Companies with 25pc government investment face scrutiny

Companies in which the government has a 25 per cent stake could be forced to open their books to the public, as part of amendments approved by parliament yesterday..
Currently only firms in which the government has a 50pc shareholding are scrutinised by the Administrative and Financial Audit Bureau.
However, that could change if the amendment to the 2002 Administrative and Financial Audit Bureau Law approved by MPs comes into force.
The government opposes the move, but was obliged to draft the amendment based on a parliamentary proposal submitted earlier this year.
MPs approved it despite the Cabinet warning in writing that it could result in companies refusing to accept the government as an investor, since they may not be willing to open their books to public scrutiny.

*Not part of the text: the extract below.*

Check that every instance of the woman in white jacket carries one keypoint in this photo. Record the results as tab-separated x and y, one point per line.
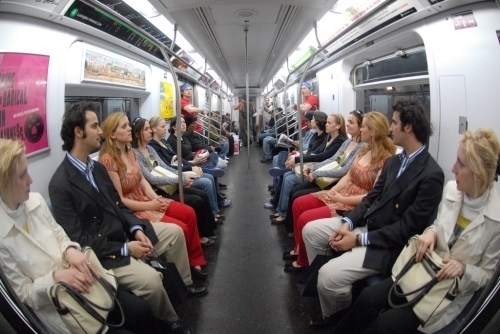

The amendment will now be referred to the Shura Council.
“Current legislation and methods ensure that public money invested in private companies is protected, even if it is a stake of less than 50pc,” said the Cabinet in a letter to MPs.
“It undergoes careful auditing with all outcomes published in the local Press and announced at the end of each fiscal year.”
The bureau has also opposed the bill, saying it was more concerned about improper decision making at companies controlled by the government – not government investments or stocks.
“We are encouraging partnerships with the private sector to push ahead with projects, but this move will simply put the private sector off development,” it said in writing.
Similar concerns have been raised by the Legislation and Legal Opinion Commission.